The Corner

Politics & Policy

What If Oprah-Mania Is Really Just a Media Phenomenon?

From the midweek edition of the Morning Jolt:

What If Oprah-Mania Is Really Just a Media Phenomenon?

Hey, remember last week when it seemed like there was this overwhelming appetite for a presidential campaign by Oprah Winfrey? It turns out that only a small percentage of folks thought that was such a good idea.

Fifty-nine percent of survey respondents said Winfrey should not run for president, compared to 24 percent who said she should. Seventeen percent said they did not know or had no opinion.

If the election were held today, Winfrey would lead Trump 40 percent to 38 percent, within the poll’s plus or minus 2-percentage point margin of error.

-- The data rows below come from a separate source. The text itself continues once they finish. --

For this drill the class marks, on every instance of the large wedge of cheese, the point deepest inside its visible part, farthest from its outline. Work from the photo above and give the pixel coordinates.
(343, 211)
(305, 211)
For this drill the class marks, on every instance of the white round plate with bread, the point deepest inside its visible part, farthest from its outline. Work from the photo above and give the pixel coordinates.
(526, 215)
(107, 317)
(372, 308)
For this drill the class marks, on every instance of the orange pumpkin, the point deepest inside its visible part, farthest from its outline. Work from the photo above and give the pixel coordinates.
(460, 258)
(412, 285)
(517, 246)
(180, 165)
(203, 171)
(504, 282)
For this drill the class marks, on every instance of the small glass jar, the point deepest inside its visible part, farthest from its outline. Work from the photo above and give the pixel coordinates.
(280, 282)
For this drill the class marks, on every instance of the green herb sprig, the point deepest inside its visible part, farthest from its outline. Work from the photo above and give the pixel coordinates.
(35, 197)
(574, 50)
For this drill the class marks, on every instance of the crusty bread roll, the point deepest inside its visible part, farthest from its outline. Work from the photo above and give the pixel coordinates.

“If you were watching cable news the Monday after the Golden Globes, you would have thought the numbers would say 99 percent of Americans want her to run,” said Robert Thompson, director of the Bleier Center for Television & Popular Culture at Syracuse University, in a Tuesday interview. “Certainly polls have their limitations, but these numbers don’t quite indicate that degree of enthusiasm.”

Interestingly, the early numbers suggest Oprah wouldn’t be a slam-dunk to win the Democratic nomination after all, depending upon who her top rival is.

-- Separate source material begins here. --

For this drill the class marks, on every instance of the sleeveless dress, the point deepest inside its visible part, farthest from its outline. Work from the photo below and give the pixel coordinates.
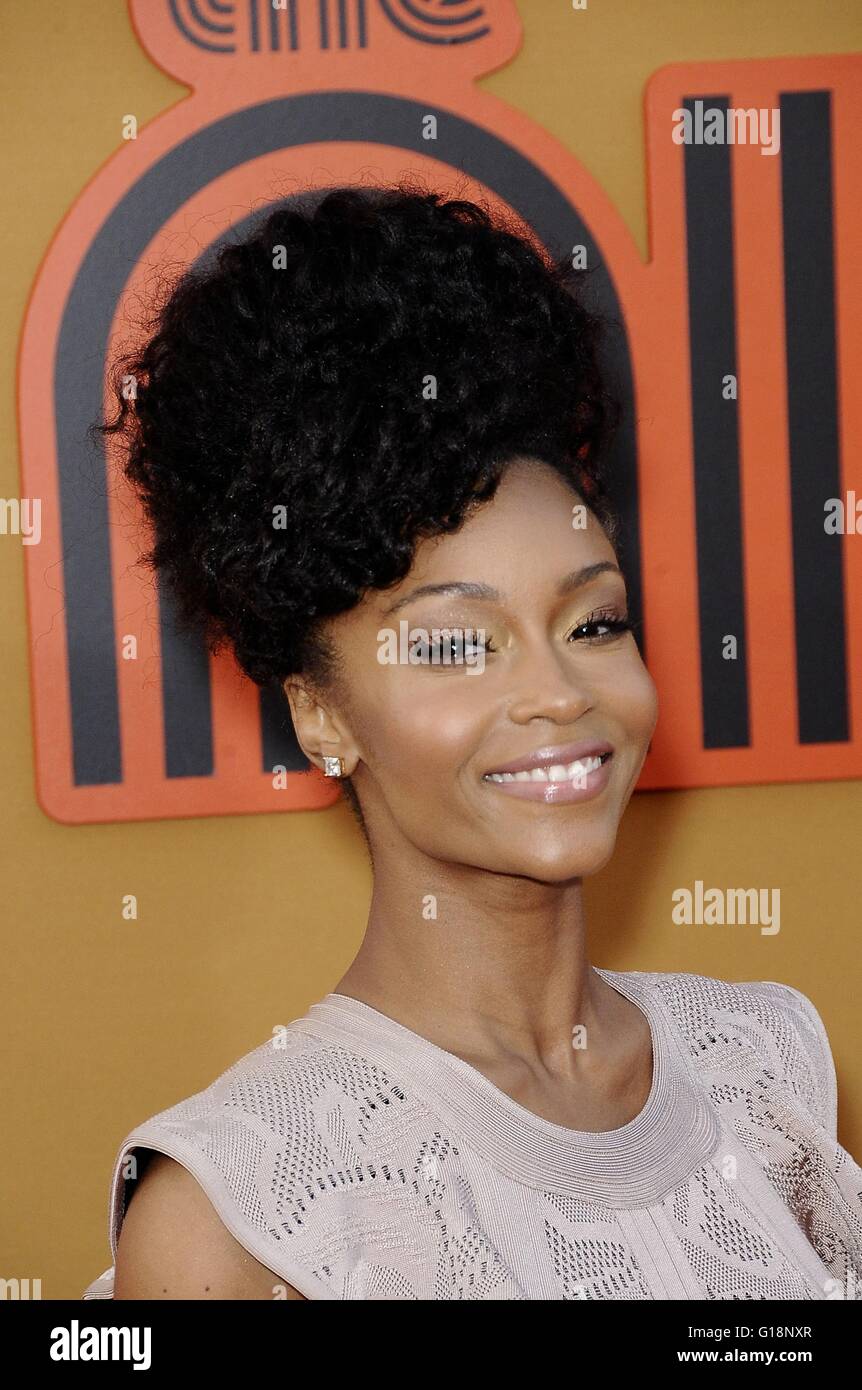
(358, 1159)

In head-to-head primary matchups with a handful of possible Democratic 2020 contenders, Winfrey performed best against New York Sen. Kirsten Gillibrand among Democrats, leading her 44 percent to 23 percent. She also leads Massachusetts Sen. Elizabeth Warren 39 percent to 35 percent. The poll found Vermont Sen. Bernie Sanders (I) would beat Winfrey, 46 percent to 37 percent. But former Vice President Joe Biden would beat Winfrey by a larger margin, 54 percent to 31 percent, among Democrats.

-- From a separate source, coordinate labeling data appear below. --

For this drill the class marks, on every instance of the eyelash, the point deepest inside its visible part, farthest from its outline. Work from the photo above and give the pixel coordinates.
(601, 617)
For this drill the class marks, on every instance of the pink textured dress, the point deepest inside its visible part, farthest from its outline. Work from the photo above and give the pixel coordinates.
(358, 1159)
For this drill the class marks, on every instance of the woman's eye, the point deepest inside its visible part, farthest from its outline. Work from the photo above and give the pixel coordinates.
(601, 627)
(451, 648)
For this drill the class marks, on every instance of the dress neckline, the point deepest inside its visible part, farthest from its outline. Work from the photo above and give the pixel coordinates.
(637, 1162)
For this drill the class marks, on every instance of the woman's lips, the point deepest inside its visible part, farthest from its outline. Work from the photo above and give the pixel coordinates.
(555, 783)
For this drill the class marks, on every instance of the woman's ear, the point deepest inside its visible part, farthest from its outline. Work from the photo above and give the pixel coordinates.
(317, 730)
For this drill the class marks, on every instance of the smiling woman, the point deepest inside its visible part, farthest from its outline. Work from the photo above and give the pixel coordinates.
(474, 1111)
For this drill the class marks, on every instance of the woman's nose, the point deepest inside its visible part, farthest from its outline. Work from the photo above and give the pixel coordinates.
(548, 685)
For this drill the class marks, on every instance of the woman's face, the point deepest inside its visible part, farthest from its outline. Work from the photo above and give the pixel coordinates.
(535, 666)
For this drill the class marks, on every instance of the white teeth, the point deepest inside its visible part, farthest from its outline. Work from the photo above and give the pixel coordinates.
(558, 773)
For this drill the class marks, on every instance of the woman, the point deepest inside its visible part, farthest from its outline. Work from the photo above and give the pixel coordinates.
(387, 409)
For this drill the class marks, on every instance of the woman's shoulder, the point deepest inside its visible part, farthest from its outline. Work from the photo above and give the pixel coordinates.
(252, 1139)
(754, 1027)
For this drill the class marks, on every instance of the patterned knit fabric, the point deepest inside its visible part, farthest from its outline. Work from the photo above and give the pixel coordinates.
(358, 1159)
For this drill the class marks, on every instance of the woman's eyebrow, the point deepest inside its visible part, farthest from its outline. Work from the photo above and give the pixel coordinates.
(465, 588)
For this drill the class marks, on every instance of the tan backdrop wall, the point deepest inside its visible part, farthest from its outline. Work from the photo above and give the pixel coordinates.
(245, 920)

This kind of a wild disconnect between the media’s perspective and that of the larger public doesn’t happen in a vacuum. The irony is that the numbers on Oprah enthusiasm reverse the traditional narrative about a shallow, vacuous, celebrity-obsessed general public and a serious, deep-thinking, policy and detail-focused news media. What if it’s the other way around? What if the public wants a more serious discussion about government policies and their tangible consequences, and less fluffy discussion and debate about charismatic familiar faces?

When David Broder wrote with sadness about the death of columnist Robert Novak, he wrote that Novak and his colleagues of past eras had been brought to Washington by “by editors who had a passionate commitment to covering Congress and politics as if the decisions being debated really mattered.” He contended that good political journalism meant “’getting down in the weeds,’ really understanding the personal dynamics of a Ways and Means subcommittee or the ambitions of the lieutenant governor of Texas.”

I have this nagging feeling that a decent percentage of today’s political journalists don’t want to actually write about politics, and that they really want to write the kind of glossy celebrity profiles that we’re used to seeing in places like Vanity Fair, GQ, Vogue, and maybe even People or Us Weekly. I noticed last year that a glossy profile of Kirsten Gillibrand in Vogue couldn’t bring itself to really look at the senator’s record and left readers with at least three glaringly false impressions – that Gillibrand is an economic centrist, an iconoclast, and a campaigning powerhouse with cross-party appeal.

Look, you read this newsletter, so you know I enjoy writing about Star Wars and Twin Peaks and the Jets and lots of “fun stuff” in life. Not everything written about politics has to be as detail-heavy as Congressional Quarterly or Governing magazine. But the disconnect on Oprah suggests that a chunk of the American people are not automatically enraptured by every famous celebrity who flirts with a political campaign… unlike, say, bored political reporters who want to write about someone glamorous and exciting.